Domingo XXVIII del Tiempo Ordinario, Ciclo B

“Y se marchó pesaroso”

Autor: Padre Pablo Largo Domínguez

 

 

Elisama era un hombre afortunado. Gozaba de excelente reconocimiento en Jerusalén, su lugar habitual de residencia. La mansión en que vivía estaba situada en el barrio más lujoso de la ciudad, era muy amplia y revelaba el buen gusto de su propietario. A unos veinticinco o treinta kilómetros, en Jericó, poseía una finca de recreo con toda clase de árboles frutales, paseos sombreados y fuentes pródigas en agua fresca. Elisama tenía tres hijas que eran el encanto de sus ojos. El hijo, Elifeleth, era un joven formal, prometedor, un chico verdaderamente legal. Pero llevaba varios meses enfermo: una rara melancolía se había apoderado de él, los médicos consultados no acertaban con el remedio para aquel estado de postración. Ni la bonanza del clima, ni el cariño de las hermanas, ni la presencia del padre liberaban al joven de la negra pena que se le había inflitrado en la más profunda entraña.

Elifeleth era el joven del relato evangélico de hoy. No lo acabo de inventar. Leed Las figuras de la Pasión del Señor, una obra de Gabriel Miró, si queréis conocer más a fondo al personaje. Es el mancebo que, más tarde, huiría desnudo cuando prendieron a Jesús.

El escritor valenciano casi no hace otra cosa que desarrollar el apunte que nos ofrece el evangelista: “a estas palabras, él frunció el ceño y se marchó pesaroso, porque era muy rico”. Ahí estaba la raíz de aquella enfermedad crónica que padecía Elifeleth. Y es que “todo aquel que aspira por debajo de sus posibilidades, enferma”; o también: “todo aquel que aspira por debajo de su vocación, enferma”. No padece una indisposición corporal, los análisis clínicos no revelan ninguna quizá anomalía, la química orgánica funciona acaso a la perfección. Las condiciones exteriores y el ambiente familiar son del todo favorables. Pero se ha producido una quiebra interior, o se ha puesto al descubierto un desajuste íntimo, desconocido hasta el momento de la prueba y la opción. Aquel primer arranque que despierta el cariño de Jesús se trasforma en un inesperado viraje y la derrota de una retirada. Era un hombre que anhelaba heredar la vida eterna, o al menos es lo que creía. Y parece que no era persona de buen conformar; de ahí que Jesús le dijera, según la versión del episodio ofrecida por el evangelio de Mateo: “si quieres llegar hasta el fin...”. Pero advertimos que a la hora de la verdad aspiraba por debajo de sus posibilidades y de su vocación.

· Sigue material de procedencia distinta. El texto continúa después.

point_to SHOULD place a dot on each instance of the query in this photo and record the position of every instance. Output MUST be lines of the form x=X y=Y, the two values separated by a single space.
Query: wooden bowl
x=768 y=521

Recordamos unas palabras que Juan de la Cruz pone en boca del alma enamorada. Ojalá las hubiera dicho aquel joven: “toma mi cornadillo... Míos son los cielos y mía es la tierra. Mías son las gentes. Los justos son míos, y míos los pecadores. Los ángeles son míos, y la Madre de Dios y todas las cosas son mías. Y el mismo Dios es mío y para mí, porque Cristo es mío y todo para mí. Pues ¿qué pides y buscas, alma mía? Tuyo es todo esto, y todo es para ti.

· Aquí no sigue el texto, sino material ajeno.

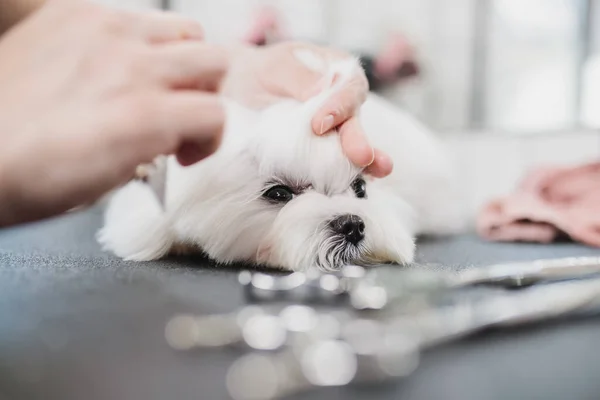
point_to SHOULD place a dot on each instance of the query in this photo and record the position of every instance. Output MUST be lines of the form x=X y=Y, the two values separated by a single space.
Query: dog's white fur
x=218 y=207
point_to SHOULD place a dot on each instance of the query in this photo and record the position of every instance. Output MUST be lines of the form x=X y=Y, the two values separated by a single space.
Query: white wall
x=490 y=164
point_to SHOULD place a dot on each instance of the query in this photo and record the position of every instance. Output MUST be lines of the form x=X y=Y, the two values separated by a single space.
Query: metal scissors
x=377 y=288
x=155 y=176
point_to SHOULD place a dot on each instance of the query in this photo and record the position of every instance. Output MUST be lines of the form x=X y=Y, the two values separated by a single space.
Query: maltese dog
x=277 y=195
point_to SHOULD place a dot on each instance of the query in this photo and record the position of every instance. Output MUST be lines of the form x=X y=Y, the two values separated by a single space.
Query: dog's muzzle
x=350 y=227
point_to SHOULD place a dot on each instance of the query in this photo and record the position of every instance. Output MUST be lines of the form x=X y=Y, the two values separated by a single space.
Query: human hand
x=88 y=93
x=260 y=76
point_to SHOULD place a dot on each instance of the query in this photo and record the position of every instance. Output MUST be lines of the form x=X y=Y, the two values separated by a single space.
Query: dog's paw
x=135 y=227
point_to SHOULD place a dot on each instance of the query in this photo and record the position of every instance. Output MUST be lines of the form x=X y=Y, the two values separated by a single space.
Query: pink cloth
x=549 y=203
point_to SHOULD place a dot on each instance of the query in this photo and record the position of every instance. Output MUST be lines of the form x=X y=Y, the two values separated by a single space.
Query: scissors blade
x=155 y=176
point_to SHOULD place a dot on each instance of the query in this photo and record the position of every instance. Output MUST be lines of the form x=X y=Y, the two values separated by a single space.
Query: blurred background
x=507 y=84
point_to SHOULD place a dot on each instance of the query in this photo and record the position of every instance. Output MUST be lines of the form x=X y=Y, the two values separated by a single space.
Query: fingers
x=191 y=65
x=382 y=165
x=354 y=143
x=160 y=27
x=359 y=152
x=196 y=120
x=341 y=106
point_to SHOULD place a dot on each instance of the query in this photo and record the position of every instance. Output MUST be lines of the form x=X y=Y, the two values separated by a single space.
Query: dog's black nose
x=350 y=226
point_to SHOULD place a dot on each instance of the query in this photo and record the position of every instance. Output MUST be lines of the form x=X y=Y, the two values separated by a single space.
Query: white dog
x=276 y=194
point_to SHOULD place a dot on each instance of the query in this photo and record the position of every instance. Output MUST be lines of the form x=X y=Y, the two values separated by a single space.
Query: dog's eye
x=279 y=194
x=360 y=188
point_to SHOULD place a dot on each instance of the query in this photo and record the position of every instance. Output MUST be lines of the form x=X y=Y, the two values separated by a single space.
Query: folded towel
x=549 y=203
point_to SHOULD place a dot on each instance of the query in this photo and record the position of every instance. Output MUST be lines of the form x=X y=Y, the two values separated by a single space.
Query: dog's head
x=277 y=194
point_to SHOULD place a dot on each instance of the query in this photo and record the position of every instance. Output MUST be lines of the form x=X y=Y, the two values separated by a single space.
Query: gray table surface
x=76 y=323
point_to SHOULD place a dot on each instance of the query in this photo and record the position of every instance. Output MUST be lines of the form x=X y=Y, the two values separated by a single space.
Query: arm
x=13 y=11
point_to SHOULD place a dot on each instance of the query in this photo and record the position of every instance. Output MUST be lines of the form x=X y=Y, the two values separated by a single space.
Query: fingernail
x=326 y=124
x=372 y=158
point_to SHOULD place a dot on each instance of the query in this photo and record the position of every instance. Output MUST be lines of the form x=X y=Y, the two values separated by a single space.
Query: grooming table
x=77 y=323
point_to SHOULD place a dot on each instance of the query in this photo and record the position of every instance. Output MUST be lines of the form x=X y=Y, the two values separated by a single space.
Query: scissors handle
x=527 y=273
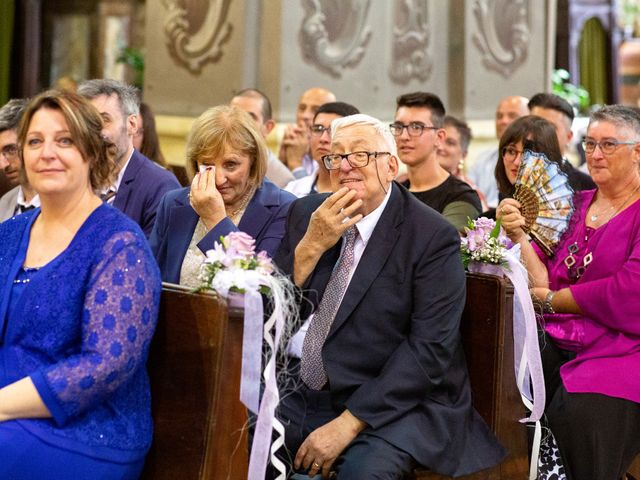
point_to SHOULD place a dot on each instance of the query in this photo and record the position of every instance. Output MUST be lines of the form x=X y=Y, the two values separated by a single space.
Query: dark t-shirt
x=451 y=190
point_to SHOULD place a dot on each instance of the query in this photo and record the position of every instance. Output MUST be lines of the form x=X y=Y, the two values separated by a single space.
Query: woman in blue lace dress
x=79 y=294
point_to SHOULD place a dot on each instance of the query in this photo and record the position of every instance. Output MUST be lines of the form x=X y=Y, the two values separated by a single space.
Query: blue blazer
x=143 y=185
x=393 y=354
x=264 y=220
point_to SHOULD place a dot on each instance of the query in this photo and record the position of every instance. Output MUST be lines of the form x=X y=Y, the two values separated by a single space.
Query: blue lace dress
x=80 y=328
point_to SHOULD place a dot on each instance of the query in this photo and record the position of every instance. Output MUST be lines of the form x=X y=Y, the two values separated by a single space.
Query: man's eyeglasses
x=414 y=129
x=608 y=147
x=354 y=159
x=317 y=130
x=510 y=152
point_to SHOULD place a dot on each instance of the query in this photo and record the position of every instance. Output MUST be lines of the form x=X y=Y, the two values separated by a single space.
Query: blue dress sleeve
x=119 y=317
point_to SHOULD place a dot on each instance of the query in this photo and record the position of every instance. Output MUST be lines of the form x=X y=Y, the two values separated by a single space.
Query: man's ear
x=392 y=167
x=268 y=126
x=441 y=136
x=132 y=124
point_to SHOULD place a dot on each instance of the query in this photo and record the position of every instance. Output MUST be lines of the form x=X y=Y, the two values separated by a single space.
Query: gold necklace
x=594 y=216
x=243 y=203
x=570 y=260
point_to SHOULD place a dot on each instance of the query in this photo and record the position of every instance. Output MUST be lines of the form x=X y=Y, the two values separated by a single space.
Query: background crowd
x=365 y=217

No te pongas en menos ni repares en meajas que se caen de la mesa de tu padre. Sal fuera y gloríate en tu gloria. Escóndete en ella y goza, y alcanzarás las peticiones de tu corazón” (Dichos de luz y amor. Avisos y sentencias espirituales, 26).

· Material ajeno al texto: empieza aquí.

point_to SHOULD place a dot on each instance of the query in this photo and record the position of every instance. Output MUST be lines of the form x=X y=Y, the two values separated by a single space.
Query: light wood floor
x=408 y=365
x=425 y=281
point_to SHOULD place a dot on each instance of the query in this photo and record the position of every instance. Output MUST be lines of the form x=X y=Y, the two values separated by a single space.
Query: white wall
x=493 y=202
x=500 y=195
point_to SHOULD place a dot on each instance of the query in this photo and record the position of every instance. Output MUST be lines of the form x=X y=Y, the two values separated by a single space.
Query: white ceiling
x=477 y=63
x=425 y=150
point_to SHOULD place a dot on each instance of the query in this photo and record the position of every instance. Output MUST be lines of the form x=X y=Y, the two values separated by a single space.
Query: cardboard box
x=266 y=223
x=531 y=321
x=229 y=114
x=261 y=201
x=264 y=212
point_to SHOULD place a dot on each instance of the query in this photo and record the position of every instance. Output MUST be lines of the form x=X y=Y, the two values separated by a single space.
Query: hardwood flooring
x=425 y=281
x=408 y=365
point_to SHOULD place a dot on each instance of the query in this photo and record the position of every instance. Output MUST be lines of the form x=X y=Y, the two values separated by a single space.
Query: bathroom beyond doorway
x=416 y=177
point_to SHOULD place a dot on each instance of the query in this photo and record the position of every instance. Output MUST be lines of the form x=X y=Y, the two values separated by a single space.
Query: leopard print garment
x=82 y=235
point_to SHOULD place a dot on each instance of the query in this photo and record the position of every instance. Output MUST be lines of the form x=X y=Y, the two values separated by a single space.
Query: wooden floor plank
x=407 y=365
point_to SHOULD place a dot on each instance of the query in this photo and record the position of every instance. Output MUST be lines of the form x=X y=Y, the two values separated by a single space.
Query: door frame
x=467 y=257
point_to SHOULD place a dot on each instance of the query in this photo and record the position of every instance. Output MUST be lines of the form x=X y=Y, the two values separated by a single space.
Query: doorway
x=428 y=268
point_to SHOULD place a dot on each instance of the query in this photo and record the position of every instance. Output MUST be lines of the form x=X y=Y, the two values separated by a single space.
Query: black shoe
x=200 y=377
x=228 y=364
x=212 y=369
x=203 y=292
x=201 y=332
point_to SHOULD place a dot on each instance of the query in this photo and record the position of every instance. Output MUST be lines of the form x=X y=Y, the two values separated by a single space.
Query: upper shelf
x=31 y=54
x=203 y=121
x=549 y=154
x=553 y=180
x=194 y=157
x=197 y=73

            Nos vemos colocados ante una opción, como el joven, y tendremos que decir sí o decir no. Es verdad, ya lo hemos hecho: pero hay que reafirmar esta opción en cada nueva circunstancia y situación, en cada nueva experiencia de la vida, en cada prueba, dificultad y tentación. La opción positiva se lleva a cabo, como hemos visto, pasando por una renuncia. Escribe un teólogo: “cuando un hombre ha comprendido que el absoluto al que aspira como todo hombre no puede encontrarse sino a través de la muerte del individuo a sí mismo, cuando está dispuesto a la abnegación necesaria para abrirse a Dios, entonces la renuncia y la sumisión que impone el cristianismo le parecen una señal de su verdad. Él no querría saber nada de un Dios que no le presentara tales exigencias” (H. Bouillard).